How Do You Get Rid of Them?
- Not unexpectedly, many researchers and therapists suggest that the way to loosen the grip of forbidden or unwanted thoughts begins with the de-suppression of them. Wegner and psychologist Dr James Pennebaker, at Southern Methodist University, advocate confiding one’s forbidden thoughts. In other words, tell someone about the thoughts. They have found that subjects who do discuss their thoughts can feel better both emotionally and physically. Part of it may simply be getting a troublesome thought off our “chests.” But research by Dr Roxane Cohen Silver, a psychologist at the University of California-Irvine who has worked with Vietnam vets and other trauma survivors, believes that sharing helps us realise we aren’t alone in our anguish, that others have unwanted or forbidden thoughts as well. This, she says, can help reduce the stigma that often creates the forbidden thought in the first place. That may mean seeking professional help, especially if we feel a thought is in danger of breaking out. A good rule of thumb: If a thought is causing pain, or interfering with your life, it’s probably time to talk to someone.
- We should not blindly rely on culture to supply our mental standards. We must be willing to take matters into our own hands. In severe cases, where an individual is paralysed by his or her reaction to forbidden thoughts, drugs or intensive therapy may be needed. In less serious instances, however, counselling or therapy helps people to recreate or recover a healthier, more realistic perspective on their thoughts. And while these treatments are often conducted in the controlled environment of a therapist’s office, psychologists say, they may also be effectively applied in everyday situations.
- Some therapists, for example, give their clients “permission” to think the forbidden thought for a specific period of time each day, which, in less severe cases, allows our normal mental processes to wash away the anxiety associated with it.

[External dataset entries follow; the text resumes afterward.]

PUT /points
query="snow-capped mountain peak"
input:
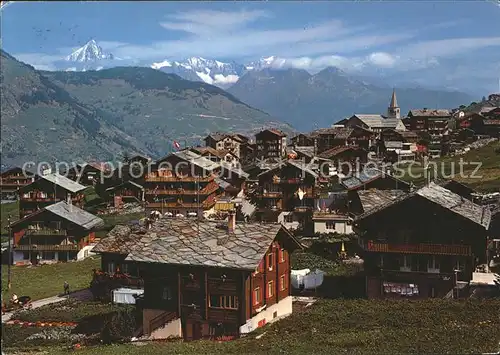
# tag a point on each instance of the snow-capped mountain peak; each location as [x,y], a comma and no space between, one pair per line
[90,52]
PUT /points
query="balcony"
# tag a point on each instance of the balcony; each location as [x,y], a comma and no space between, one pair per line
[435,249]
[204,204]
[271,194]
[303,208]
[288,180]
[48,247]
[46,231]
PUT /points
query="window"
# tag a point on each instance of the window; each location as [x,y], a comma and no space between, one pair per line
[330,225]
[405,263]
[111,267]
[270,289]
[166,293]
[256,296]
[124,268]
[282,255]
[460,264]
[226,302]
[401,289]
[282,282]
[270,261]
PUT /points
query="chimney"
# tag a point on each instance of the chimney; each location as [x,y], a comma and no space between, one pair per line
[231,222]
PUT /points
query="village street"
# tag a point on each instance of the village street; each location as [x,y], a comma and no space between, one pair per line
[81,295]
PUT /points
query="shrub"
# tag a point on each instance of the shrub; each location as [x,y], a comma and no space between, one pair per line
[119,326]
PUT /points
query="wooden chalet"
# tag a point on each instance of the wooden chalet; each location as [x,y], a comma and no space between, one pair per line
[47,190]
[129,191]
[58,232]
[232,143]
[289,186]
[493,113]
[271,143]
[458,188]
[488,126]
[346,159]
[12,180]
[182,183]
[375,123]
[374,179]
[435,122]
[241,284]
[215,155]
[392,135]
[88,174]
[328,138]
[302,140]
[405,257]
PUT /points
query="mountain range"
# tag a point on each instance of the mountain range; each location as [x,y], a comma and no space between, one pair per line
[317,100]
[100,114]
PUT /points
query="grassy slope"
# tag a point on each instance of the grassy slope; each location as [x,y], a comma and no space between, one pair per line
[356,327]
[486,179]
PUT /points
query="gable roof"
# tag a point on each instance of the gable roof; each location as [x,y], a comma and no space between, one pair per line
[291,162]
[179,241]
[129,182]
[234,169]
[366,176]
[71,213]
[430,113]
[62,181]
[378,121]
[273,131]
[337,150]
[446,199]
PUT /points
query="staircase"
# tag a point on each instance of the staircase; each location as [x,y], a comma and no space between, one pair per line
[158,324]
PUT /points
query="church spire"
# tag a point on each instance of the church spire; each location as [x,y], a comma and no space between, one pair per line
[393,111]
[394,100]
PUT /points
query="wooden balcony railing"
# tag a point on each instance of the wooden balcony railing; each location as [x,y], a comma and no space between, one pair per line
[48,247]
[175,178]
[207,190]
[288,180]
[437,249]
[161,320]
[303,208]
[271,194]
[204,204]
[46,231]
[14,184]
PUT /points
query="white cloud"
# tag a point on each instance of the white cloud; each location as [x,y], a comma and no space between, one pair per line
[383,60]
[202,22]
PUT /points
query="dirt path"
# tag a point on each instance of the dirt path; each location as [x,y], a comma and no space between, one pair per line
[82,295]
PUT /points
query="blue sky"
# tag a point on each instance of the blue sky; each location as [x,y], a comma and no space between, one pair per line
[443,40]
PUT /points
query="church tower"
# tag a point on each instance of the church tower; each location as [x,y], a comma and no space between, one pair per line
[393,111]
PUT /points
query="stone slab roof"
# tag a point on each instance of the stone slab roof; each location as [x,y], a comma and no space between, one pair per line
[447,199]
[64,182]
[372,198]
[431,113]
[179,241]
[71,213]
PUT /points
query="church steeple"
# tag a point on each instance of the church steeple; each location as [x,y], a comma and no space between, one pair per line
[393,111]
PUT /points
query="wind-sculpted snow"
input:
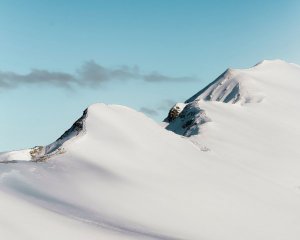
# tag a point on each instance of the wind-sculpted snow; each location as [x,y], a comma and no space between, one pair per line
[235,174]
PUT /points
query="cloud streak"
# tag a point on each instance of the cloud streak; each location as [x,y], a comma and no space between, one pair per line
[90,74]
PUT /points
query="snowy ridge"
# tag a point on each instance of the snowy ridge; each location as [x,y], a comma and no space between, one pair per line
[124,177]
[234,86]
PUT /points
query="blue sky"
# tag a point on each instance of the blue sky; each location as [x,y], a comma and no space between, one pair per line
[179,40]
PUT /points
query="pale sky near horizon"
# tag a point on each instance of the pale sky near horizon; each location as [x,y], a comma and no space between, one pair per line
[58,57]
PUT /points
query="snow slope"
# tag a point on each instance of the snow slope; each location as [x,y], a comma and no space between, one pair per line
[122,176]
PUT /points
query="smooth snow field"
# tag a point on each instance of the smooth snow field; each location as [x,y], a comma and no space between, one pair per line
[232,171]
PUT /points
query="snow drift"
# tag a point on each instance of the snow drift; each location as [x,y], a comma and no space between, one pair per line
[119,175]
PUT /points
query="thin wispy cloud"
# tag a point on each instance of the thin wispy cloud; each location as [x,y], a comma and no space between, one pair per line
[149,111]
[161,107]
[90,74]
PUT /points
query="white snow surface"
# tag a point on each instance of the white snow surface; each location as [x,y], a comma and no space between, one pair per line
[126,177]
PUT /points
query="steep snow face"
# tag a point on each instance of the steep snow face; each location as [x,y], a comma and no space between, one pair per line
[267,80]
[128,178]
[42,153]
[125,177]
[262,136]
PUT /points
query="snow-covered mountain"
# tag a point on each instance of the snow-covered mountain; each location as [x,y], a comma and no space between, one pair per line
[230,172]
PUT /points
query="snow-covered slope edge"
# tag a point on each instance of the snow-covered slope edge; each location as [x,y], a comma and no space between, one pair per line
[41,153]
[128,178]
[261,82]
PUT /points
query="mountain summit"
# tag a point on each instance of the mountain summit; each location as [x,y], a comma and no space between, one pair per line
[269,81]
[231,172]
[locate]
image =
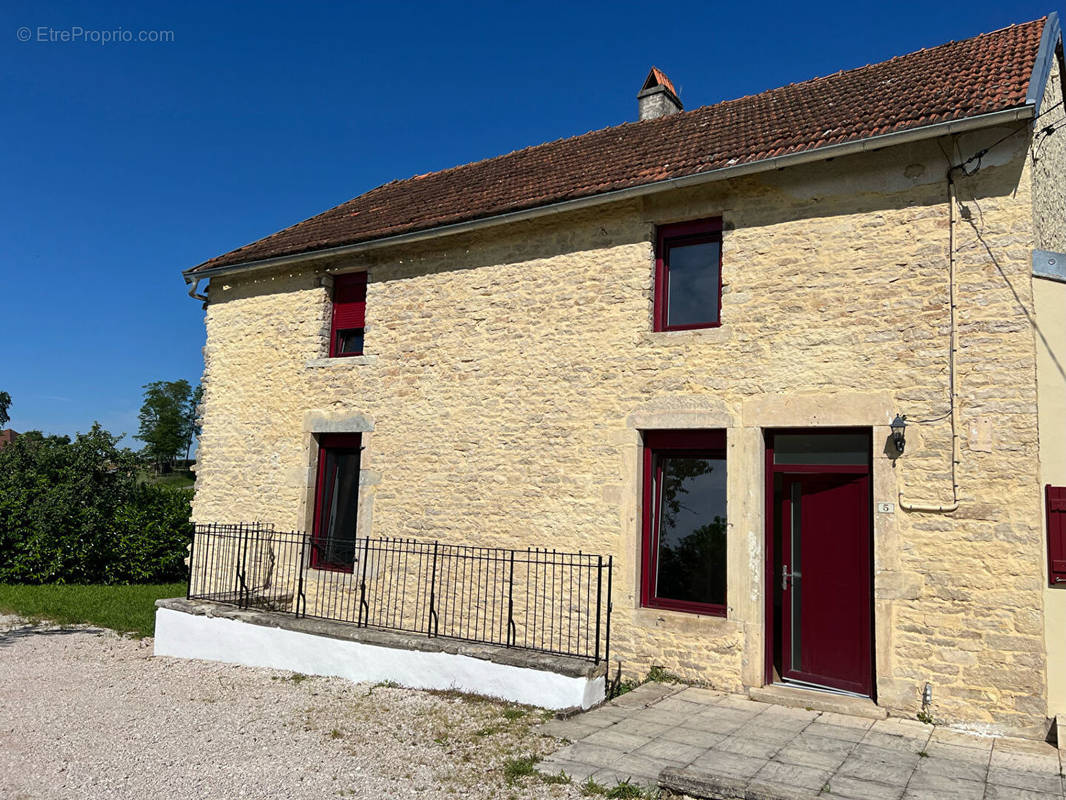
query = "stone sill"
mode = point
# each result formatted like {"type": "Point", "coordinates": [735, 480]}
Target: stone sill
{"type": "Point", "coordinates": [351, 361]}
{"type": "Point", "coordinates": [681, 338]}
{"type": "Point", "coordinates": [349, 632]}
{"type": "Point", "coordinates": [683, 622]}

- Others recommend what might be called the Big Picture approach. “What we try to do is have clients step back and look at their life as whole, to be objective,” says Epstein. “To what degree are the thoughts having an impact on the way one leads one’s life? Do they tend to live by basic principles? Do they tend to treat people in a fair way?” Often, he says, people troubled by forbidden thoughts “have highly unrealistic standards for themselves.”

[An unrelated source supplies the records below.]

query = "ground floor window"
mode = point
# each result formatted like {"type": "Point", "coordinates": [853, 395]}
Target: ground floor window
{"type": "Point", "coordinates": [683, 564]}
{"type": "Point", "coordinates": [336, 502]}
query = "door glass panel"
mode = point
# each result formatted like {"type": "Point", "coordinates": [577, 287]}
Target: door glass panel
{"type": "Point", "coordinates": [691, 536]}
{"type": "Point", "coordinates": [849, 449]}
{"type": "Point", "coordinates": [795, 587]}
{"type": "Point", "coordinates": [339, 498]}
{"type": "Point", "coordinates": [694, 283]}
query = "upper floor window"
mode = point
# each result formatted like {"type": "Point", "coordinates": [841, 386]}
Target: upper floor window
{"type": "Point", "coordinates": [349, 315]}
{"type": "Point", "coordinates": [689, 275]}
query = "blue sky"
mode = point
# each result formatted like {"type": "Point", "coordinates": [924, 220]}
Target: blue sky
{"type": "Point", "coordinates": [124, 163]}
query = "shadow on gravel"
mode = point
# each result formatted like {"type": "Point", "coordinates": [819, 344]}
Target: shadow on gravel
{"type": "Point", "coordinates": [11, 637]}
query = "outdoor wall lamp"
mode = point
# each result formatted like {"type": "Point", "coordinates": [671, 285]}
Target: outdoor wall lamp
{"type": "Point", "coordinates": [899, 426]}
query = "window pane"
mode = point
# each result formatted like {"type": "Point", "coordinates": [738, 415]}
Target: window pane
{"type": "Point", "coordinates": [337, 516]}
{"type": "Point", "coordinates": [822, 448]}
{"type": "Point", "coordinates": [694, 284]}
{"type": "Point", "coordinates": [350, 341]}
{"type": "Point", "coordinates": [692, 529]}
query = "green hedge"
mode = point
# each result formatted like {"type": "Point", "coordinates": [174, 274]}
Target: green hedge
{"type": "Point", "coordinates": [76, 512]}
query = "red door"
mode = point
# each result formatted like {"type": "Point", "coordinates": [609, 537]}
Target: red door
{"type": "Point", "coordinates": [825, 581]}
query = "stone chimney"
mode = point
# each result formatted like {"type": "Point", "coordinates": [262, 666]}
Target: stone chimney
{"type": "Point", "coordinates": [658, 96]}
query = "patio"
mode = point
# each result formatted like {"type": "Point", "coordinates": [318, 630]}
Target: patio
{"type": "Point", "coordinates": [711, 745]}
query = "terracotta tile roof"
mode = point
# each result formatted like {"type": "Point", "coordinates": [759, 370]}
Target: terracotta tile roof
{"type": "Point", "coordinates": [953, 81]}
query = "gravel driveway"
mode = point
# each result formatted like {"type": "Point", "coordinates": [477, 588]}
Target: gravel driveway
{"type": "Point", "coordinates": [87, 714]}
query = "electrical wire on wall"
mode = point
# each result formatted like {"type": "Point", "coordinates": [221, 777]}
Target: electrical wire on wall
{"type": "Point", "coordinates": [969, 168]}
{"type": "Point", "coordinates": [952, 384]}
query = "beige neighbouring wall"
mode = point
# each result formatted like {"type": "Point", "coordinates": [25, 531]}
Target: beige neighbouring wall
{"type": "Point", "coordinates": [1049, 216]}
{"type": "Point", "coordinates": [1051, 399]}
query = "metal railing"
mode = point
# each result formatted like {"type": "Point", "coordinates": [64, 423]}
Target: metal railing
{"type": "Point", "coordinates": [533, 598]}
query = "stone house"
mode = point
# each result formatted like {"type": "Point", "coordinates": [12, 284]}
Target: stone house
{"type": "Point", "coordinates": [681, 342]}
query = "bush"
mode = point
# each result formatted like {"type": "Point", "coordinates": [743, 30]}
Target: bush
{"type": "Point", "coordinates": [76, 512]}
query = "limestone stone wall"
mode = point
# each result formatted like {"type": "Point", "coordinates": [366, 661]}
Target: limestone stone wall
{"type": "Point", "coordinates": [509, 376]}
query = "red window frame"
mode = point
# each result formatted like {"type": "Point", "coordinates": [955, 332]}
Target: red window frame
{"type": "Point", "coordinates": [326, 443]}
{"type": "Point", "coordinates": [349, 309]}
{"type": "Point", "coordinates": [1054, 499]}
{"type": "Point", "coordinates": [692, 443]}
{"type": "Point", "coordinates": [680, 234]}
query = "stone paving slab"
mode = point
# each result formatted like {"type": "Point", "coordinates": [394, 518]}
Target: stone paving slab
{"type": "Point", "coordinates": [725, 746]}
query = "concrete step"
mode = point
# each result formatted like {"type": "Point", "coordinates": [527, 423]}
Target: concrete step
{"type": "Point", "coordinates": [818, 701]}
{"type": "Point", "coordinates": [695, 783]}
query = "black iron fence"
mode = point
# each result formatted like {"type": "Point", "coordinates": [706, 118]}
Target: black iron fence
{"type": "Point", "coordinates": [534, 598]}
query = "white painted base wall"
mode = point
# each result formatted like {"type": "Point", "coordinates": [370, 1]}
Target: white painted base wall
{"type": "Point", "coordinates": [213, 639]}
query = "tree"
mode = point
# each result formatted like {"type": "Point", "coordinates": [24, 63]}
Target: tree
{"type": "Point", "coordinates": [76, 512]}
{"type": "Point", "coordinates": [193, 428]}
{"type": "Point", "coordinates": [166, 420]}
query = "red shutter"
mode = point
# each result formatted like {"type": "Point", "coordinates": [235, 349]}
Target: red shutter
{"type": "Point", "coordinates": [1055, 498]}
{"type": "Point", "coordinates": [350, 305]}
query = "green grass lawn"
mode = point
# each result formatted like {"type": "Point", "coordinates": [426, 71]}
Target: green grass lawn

- The key is to consistently strive for a sense of perspective and realism. As Neil Jacobson, professor of psychology at the University of Washington puts it: “The fact is that to be married to someone is to sometimes think he is an asshole.”
- Whether we go it along or seek counselling, psychologists say, confronting our forbidden thoughts ultimately requires courage. Courage to create, and live by, our own rules. Courage to face our own worst fears, and to question our own self-prohibitions with the same intensity and passion with which we question society’s rules. But it is also the courage simply to believe in ourselves. Forbidden thoughts may prevent us from committing heinous crimes and other regrettable acts. They may help us to survive as participants in an intricate social dance. But they can also serve as a means of undermining ourselves, of seeing ourselves in a primarily negative light in the end, the most damaging “forbidden” thought, the one we have been trained to block at every turn, may simply be that we are really okay. “Most of us have had some pretty off-the-wall thoughts, and when we question ourselves, to some extent that’s part of the mental health process,” says Seattle therapist Michael Donnen. “But we have to learn to be gentle on ourselves.”